A few years before the fall of the Berlin Wall, spook-turned-novelist Edwin Lemaster reveals to young journalist Bill Cage that he'd once considered spying for the enemy. For Cage, a fan who grew up as a Foreign Service brat in the very cities where Lemaster set his plots, the story creates a brief but embarrassing sensation.
More than two decades later, Cage, by then a lonely, disillusioned PR man, receives an anonymous note hinting that he should have dug deeper. The note is the first of many literary bread crumbs that soon lead him back to Vienna, Prague and Budapest in search fo the truth, even as the events of Lemaster's past eerily - and dangerously - begin intersecting with those of his own.
©2012 Dan Fesperman (P)2013 Isis Publishing Ltd
I saw someone write that "The Arms Maker of Berlin" was a complicated story - well, this one even more so. The contemporary plot of this novel is based on historical (cold war) characters which are easy to mix up and the clues and the plot itself is also complex.
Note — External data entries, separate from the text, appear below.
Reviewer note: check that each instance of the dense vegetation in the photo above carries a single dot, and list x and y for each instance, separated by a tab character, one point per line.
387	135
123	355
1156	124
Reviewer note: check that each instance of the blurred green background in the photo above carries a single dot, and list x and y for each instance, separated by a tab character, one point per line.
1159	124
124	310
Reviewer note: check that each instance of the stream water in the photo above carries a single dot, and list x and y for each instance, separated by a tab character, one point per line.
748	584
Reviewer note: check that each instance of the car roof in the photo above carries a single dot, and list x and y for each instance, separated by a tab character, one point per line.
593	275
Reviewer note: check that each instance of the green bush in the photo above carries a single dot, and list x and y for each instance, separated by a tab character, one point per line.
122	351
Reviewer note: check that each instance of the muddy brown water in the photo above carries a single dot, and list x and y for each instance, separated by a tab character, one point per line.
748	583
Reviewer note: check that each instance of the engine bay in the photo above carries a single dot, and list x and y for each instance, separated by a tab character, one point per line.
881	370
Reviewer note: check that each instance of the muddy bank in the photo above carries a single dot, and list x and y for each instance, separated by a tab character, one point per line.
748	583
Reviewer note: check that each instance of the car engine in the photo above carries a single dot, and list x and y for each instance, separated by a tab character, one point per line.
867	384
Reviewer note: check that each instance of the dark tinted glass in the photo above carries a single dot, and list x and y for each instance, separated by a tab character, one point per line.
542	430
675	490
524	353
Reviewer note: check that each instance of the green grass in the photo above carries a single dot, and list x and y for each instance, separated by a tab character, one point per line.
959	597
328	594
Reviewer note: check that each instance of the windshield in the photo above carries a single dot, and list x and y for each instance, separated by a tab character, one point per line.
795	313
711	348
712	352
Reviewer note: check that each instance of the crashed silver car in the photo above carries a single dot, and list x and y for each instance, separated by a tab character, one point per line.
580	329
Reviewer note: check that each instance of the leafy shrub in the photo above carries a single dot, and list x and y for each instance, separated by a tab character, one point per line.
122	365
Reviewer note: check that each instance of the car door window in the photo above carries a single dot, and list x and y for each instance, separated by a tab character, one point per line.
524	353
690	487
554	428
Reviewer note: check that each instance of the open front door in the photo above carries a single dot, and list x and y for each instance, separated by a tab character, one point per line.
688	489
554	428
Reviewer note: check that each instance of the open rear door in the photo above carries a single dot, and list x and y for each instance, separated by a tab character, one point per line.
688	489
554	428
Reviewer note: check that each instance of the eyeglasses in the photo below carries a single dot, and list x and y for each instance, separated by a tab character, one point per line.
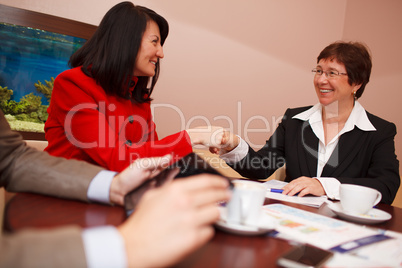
329	74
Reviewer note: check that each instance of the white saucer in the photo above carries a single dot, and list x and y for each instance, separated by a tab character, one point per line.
238	229
372	217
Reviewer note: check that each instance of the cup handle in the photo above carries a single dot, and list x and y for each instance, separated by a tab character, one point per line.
378	198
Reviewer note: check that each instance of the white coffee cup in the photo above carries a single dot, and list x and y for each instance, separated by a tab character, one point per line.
358	199
244	207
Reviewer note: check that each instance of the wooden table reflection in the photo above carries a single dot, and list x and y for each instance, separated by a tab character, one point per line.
224	250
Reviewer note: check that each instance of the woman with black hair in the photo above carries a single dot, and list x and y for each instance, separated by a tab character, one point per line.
100	109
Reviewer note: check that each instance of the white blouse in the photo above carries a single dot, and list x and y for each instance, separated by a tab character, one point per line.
358	118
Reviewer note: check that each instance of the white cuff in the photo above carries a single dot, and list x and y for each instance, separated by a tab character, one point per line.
104	247
99	188
331	187
237	153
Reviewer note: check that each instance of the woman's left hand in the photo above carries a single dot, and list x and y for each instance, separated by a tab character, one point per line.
304	186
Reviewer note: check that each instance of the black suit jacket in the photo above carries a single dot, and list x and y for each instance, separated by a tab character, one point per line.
361	157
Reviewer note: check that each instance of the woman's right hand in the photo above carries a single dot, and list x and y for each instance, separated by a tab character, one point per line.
228	143
218	139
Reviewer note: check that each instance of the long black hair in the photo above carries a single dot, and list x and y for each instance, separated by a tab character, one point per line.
109	55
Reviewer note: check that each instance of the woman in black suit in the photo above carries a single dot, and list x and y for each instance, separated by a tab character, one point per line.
335	141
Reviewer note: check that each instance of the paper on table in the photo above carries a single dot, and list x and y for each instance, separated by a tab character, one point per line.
312	201
321	231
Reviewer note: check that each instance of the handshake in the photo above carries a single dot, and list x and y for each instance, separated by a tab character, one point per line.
219	140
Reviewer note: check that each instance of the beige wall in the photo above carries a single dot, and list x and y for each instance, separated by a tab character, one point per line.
240	64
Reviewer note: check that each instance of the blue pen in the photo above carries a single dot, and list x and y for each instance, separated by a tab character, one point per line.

Fesperman's idea to construct a spy novel based on previous spy novels from Eric Ambler to John Le Carre is interesting but sometimes it feels like too many Russian Dolls inside each other.
But then overall I do love Fesperman and the present time story does move along and the really excellent narration which brings all the different characters to life tips the balance to the positive.